Work on this sap goes on night & day without cessation. Beyond the usual sniping nothing occurred on our section during the day or night.

The French started a heavy bombardment of the enemy's line & then infantry advanced at 8am apparently capturing two trenches & a redoubt on the left of their line. During the French advance the enemy shelled our trenches for about an hour without any effect. On our front except for the usual sniping things remained quiet.
Work on sap & improvement of trenches continued. No activity on the part if the enemy was noticed in our front either by day or night & our snipers held the upper hand so that work could in the trenches was able to make good progress.
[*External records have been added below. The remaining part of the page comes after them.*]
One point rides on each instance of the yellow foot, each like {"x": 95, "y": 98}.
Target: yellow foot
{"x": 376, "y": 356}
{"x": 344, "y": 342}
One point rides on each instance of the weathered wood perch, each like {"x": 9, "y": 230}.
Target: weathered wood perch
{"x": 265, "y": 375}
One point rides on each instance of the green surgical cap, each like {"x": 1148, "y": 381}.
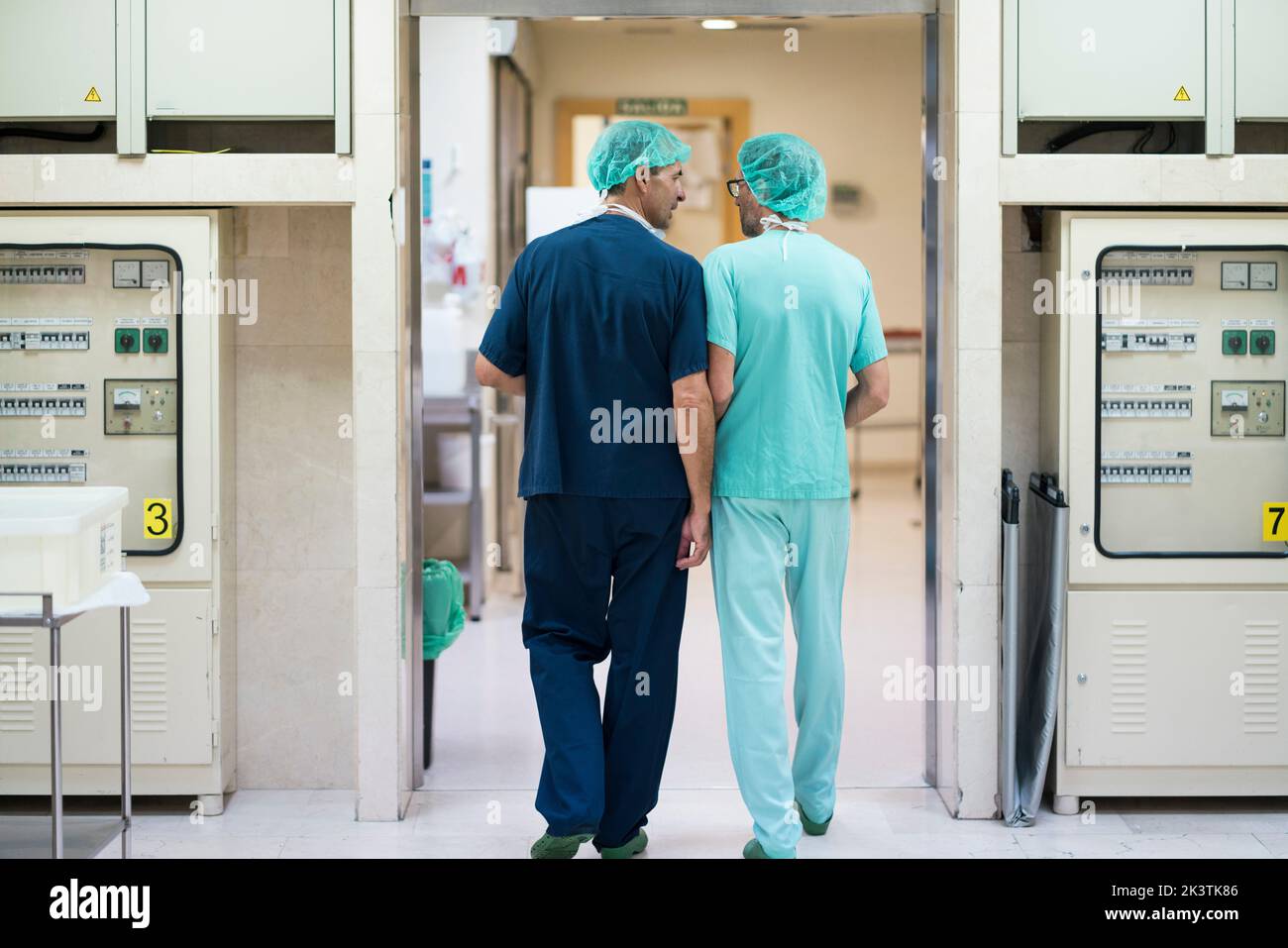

LT HODGSON was slightly wounded during the evening by a stray bullet from the French trenches.
23rd to 26th
Relieved by R. MUNSTER FUS & returned to GULLY BEACH. During this period no item of [unsure of words] occurred.

A draft in charge of CAPT TENNANT & LT ADAIR (BEDFORD REGT) attd 1/BORDER REGT. of 80 rank & file joined the Battn from England on the 25th.
Information received that LT WALLACE had been awarded the Military Cross for his fine work on the course of the 10th. Captain G.H. HARRISON rejoined convalescent from wounded on 26th.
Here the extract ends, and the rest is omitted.